Foi no final dos anos 80 e início dos anos 90. Eu e minha família tínhamos nos recém mudado para uma casa no bairro apelidado de “Morro dos Cabritos”, na época praticamente uma zona rural de Barra Mansa – RJ.  Difícil explicar para as novas gerações como era aquele tempo sem toda a tecnologia que temos hoje. Resumindo, não havia computador, celular, GPS ou internet. As informações que recebíamos do mundão vinham dos livros escolares, da TV, de algumas revistas e jornais ou, claro, da boca de alguém. Sim, nada de Google, Youtube, Facebook, Instagram... Se você tivesse curiosidade, por exemplo, sobre tubarões, civilizações antigas, dinossauros ou grandes invenções, teria que caçar muito bem caçado.

 

Eu, como menino nerd que fui e ainda sou, tinha muitas perguntas para fazer sobre ciência, história, geografia... Mas de alguma forma estranha, a escola não parecia ser o local favorável para buscar as respostas.
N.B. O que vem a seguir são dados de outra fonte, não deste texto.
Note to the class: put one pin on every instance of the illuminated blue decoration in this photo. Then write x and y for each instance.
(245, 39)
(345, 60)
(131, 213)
Na época eu não sabia, mas hoje entendo que a minha forma de estudar o mundo precisa de boas doses de fantasia, aventura e mão na massa.  Resumindo, eu queria criar conhecimento, e não receber informações encaixotadas.

 

Acontece que um dia notei uma certa propaganda na televisão. Era um anúncio da Ciranda da Ciência, um programa de estímulo ao pensamento científico da Fundação Roberto Marinho. Eu não tinha completado ainda 10 anos quando eu e meus melhores amigos, Daniel e Regi, criamos um clube de ciências e mandamos uma carta(!!!) para a Fundação nos apresentando.  

 

Imaginem a felicidade destes meninos curiosos quando, poucas semanas depois, recebemos uma resposta com uma revista superbacana e as nossas carteirinhas da Ciranda da Ciência. Naquele dia alguma coisa mudou em mim. Um muro caiu.

 

Tenho certeza que o sentimento daquele dia, toda aquela empolgação, foi fundamental para dourar a semente deste nosso Projeto Douradinho. Quando levamos nosso livro e nós mesmos para conversar com alunos e professores dos mais distantes rincões do país, sinto a mesma vibração no ar. Muros caem. O mundo é grande, mas ele precisa da gente. Ele precisa da nossa mão na massa, da nossa criatividade... É por isso que a humanidade existe, não para destruir, mas para criar o belo em cooperação. E hoje temos o conhecimento muito mais disponível, em mãos, para fazer isso.